March 20, 2026
India’s benchmark indices recovered on Friday morning after a sharp midweek rout that erased nearly Rs 12 lakh crore ($128 billion, €110 billion) of investor wealth. By 11 a.m. local time the BSE Sensex had gained about 1.35% and the NSE Nifty 50 was up roughly 1.37%.
Both indices had plunged more than 3.3% on Wednesday to their weakest levels in almost a year, pressured by a spike in Brent crude that briefly topped $118 a barrel — its highest since 2022 — amid escalating tensions in the Middle East.
The oil-price jump followed warnings from Iran of “zero restraint” if Israel continued strikes on Iranian infrastructure, and a series of attacks on energy facilities. Renewed strikes on Qatar’s Ras Laffan LNG complex in particular raised concerns about a substantial disruption to global LPG and gas supplies. Energy analysts warned the damage could significantly curtail LPG availability worldwide.

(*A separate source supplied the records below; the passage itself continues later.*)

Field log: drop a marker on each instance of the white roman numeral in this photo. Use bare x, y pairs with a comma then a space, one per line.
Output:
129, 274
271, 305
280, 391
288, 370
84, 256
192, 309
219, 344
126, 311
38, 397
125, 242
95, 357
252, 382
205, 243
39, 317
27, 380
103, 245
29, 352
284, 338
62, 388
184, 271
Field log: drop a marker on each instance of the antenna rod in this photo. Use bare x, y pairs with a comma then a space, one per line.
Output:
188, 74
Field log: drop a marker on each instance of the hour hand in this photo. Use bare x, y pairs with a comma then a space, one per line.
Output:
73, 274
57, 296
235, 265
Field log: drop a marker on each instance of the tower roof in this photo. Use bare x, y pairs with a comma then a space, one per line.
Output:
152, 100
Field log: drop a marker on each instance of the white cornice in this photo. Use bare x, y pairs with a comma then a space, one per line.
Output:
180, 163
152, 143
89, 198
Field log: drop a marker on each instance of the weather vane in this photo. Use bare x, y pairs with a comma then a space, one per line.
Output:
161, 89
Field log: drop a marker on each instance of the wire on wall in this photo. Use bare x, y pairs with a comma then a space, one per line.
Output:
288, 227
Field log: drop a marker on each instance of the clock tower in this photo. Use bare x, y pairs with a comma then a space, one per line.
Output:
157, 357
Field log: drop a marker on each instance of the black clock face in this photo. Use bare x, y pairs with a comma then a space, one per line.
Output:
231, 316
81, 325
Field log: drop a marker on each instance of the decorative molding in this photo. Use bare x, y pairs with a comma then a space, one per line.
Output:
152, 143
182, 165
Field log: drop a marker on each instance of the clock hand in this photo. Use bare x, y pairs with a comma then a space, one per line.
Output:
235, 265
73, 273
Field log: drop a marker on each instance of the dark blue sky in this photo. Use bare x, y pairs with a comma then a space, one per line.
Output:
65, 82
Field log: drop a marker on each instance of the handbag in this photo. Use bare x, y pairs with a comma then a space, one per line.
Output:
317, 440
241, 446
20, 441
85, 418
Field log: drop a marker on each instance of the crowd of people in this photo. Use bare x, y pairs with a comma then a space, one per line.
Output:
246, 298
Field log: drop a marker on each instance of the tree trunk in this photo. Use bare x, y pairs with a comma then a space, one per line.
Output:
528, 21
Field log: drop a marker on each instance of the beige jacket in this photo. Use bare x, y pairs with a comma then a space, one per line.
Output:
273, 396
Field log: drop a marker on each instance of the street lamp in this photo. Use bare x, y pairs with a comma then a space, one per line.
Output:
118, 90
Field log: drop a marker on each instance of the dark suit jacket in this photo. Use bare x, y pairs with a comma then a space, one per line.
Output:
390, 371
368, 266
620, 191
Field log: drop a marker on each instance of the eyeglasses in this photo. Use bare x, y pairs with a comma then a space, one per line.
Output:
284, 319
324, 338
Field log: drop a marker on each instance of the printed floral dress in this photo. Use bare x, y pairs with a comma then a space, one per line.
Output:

India is especially exposed to such disruptions: it imports about 65% of its LPG, nearly 90% of those supplies transit the Gulf of Hormuz, and roughly one-third of its LPG comes from Qatar. Those supply worries were a major factor behind the earlier market sell-off.
Investor nerves eased somewhat on Friday after Israel said it would continue strikes on Iranian infrastructure but would avoid targeting the South Pars gas field, reducing some immediate fears about worst-case supply disruptions.
Editor’s note: conversion numbers in earlier versions of this entry have been corrected.